I accuse you of callousness to the rights of individuals and minorities.
I accuse you of itching to overrule some of the most
important pro-human rights decisions ever decided by the Supreme Court.
I accuse you of being a rubber stamp for the police,
a lapdog of prosecutors, and a sock puppet of prison wardens.
I accuse you of regarding yourself as more a
foot-soldier in the war on drugs and crime than a judge sworn to
protect the rights of all Americans.
I accuse you of giving judicial approval to
lawlessness in law enforcement and to the use of illegal means to
enforce the criminal laws.
I accuse you of adulating capital punishment and of
being the Supreme Court Justice most likely to uphold a death sentence.
I accuse you of implacable hostility to the writ of
habeas corpus and of being the Supreme Court Justice most likely to
rule against a person seeking habeas relief.
I accuse you being the Supreme Court Justice most
likely to vote against and even ridicule the legal claims of minority
groups or prisoners seeking relief in your Court.
I accuse you of being the Supreme Court Justice most
likely to rule against black criminal defendants and black prisoners.
I accuse you of being the first Supreme Court
Justice to criticize, albeit indirectly, the 1954 Brown v. Board of
Education decision.
I accuse you of being the Supreme Court Justice most
likely to rule against a black or minority person raising a civil
rights claim or a claim based on the Voting Rights Act.
I accuse you of an appalling lack of sympathy for the poor, the oppressed, and the powerless.
I accuse you of being a right-wing extremist masquerading as an neutral magistrate.
I accuse you of deciding cases, not on the basis of
the law or the facts or precedents, but based on your extreme
right-wing views.
I accuse you of behaving on the Supreme Court as
though the platform of your political party was the nation’s
constitution.
I accuse you of having been deceptive and evasive at
your judicial confirmation hearings so that you could acquire the power
you now utilize to subvert human rights protections.

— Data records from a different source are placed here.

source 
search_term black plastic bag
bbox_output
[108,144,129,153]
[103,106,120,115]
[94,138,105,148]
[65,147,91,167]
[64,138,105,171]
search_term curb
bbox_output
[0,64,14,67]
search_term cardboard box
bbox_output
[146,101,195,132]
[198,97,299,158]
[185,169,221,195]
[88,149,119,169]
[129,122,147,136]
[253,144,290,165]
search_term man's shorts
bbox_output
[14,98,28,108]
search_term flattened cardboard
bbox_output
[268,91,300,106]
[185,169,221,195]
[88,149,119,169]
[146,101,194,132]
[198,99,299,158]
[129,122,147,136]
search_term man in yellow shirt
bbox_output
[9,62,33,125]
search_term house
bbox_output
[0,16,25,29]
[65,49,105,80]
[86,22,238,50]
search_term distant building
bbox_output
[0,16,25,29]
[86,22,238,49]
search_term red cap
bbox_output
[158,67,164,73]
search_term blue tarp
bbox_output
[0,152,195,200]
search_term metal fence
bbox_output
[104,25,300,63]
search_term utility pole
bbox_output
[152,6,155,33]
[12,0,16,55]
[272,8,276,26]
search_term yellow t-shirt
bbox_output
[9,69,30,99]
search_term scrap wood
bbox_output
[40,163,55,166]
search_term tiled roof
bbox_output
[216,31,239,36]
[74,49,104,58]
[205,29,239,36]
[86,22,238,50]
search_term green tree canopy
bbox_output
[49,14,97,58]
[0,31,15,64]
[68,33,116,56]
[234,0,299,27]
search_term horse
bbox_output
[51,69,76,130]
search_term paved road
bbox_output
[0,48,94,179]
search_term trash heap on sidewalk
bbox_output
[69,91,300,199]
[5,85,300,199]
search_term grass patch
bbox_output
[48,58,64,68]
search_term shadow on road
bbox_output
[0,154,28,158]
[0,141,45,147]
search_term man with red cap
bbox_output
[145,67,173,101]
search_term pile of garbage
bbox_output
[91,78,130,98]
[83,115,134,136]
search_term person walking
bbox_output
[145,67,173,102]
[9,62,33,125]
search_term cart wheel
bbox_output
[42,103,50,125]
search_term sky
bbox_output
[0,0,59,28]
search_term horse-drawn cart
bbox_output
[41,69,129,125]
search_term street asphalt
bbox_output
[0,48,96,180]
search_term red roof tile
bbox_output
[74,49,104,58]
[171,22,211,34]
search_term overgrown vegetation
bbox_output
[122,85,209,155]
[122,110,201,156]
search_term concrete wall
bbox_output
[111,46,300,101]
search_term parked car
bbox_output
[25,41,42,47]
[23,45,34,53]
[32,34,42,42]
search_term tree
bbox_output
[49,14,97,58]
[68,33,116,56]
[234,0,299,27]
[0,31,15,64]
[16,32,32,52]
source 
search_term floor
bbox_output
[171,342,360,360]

Finally, sir, I accuse you of being a cruel judge in
the tradition of Nicholas Eymeric, Conrad of Marburg, and George
Jeffreys.
In making these accusations, sir, I have two goals. First, I hope
to make as many Americans as possible aware of your lamentable judicial
voting record and the inhumane philosophy underlying it. Second,
I hope, I pray, that somehow I can assist in transforming you into
a friend of liberty. Right-wing justice, you must
understand, is not justice.
Sir, I beseech you to change direction and follow the path of the
beloved Justice Thurgood Marshall. Stop exalting state power;
cease attempting to reverse the historical trend of judicially
expanding human rights; and jettison the social darwinism that makes
you coldly indifferent to the plight of minorities, the economically
disadvantaged, and the politically weak when their basic rights are
trampled upon.
Please, sir, leave the right-wing darkness and emerge into the liberal
daylight. The cause of liberty, justice, rights, and freedom
beckons you. Shake off your anti-humanitarian attitudes, sir, so
that posterity will bless not curse you, and so that among future
generations your name will be revered rather than infamous!